We perform covers, a combination of Afrobeat, Highlife, and funk. We are working on writing originals and hope to have some recorded very soon.
Bantaba has a big event coming up on Oct. 17: Felabration, a celebration of the great Fela Kuti. Talk about him and what his music means to you.
Fela-Bration is an annual worldwide event created by Yeni Anakulapo Kuti, Fela’s daughter, to celebrate his life and music. Fela was the creator of Afrobeat music, a revolutionary and human rights activist, and a Nigerian. Fela-Bration is always celebrated the week of his birthday.
I and others in Bantaba love Fela’s music because it is a merging of several different styles, combining traditional rhythms, jazz, and funk. It’s so amazing.
Fela was a revolutionary, and in my mind, a genius. His message seems timeless. The message he was speaking in Nigeria in the 1970s is very relevant to modern-day America.
Banataba loves to create a party every show. We want to see people dancing, moving and having fun. We will have special guests: our dancehall friend Nowledge, and our friends from Sunu, an Afrobeat/New Orleans/funkster band from Lawrence.
Fela-Bration will be at the Record Bar on Oct 17. Showtime will be 8 p.m. We really hope Kansas City will join us for this evening and celebrate the music of Fela Kuti.
What has Kansas City meant to you, as a musician and longtime resident?
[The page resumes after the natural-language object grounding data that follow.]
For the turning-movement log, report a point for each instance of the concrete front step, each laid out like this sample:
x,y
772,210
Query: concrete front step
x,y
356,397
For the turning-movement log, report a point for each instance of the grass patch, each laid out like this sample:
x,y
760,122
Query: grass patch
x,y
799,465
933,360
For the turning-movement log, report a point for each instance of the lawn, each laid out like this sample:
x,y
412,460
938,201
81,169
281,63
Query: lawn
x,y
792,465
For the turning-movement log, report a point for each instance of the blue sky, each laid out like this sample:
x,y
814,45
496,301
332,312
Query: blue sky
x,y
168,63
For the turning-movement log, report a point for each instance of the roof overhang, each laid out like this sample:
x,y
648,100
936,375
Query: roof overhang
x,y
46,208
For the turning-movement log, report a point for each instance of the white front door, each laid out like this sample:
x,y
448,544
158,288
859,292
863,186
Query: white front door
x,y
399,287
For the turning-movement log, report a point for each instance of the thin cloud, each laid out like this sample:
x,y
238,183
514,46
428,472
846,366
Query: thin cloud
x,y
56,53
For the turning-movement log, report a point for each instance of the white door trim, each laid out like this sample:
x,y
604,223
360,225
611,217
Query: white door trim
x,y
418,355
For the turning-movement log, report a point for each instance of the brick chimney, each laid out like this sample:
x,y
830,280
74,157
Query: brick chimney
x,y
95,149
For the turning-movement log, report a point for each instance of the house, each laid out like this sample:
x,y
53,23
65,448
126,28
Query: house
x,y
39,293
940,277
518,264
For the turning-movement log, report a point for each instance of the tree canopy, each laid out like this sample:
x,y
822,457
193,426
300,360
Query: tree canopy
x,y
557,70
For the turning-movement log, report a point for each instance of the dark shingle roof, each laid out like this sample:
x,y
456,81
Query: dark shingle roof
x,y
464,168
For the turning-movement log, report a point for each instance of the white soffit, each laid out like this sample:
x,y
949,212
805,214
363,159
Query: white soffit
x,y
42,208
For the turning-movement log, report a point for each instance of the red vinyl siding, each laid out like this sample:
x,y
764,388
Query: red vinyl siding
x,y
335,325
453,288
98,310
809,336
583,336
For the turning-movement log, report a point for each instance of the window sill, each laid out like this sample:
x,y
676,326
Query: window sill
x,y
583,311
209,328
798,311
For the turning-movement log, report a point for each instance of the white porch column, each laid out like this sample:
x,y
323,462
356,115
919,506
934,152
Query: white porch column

I love being a musician from Kansas City and have always felt very proud to be a part of the Kansas City music scene. We have so many amazing musicians here. Kansas City is so musically, historically rich. Much of my favorite music comes from Kansas City musicians like Count Basie, Big Joe Turner, Jay McShann, and Bennie Moten. Kansas City is a great place to work as a musician and being in the center of the United States, it’s easy to tour from.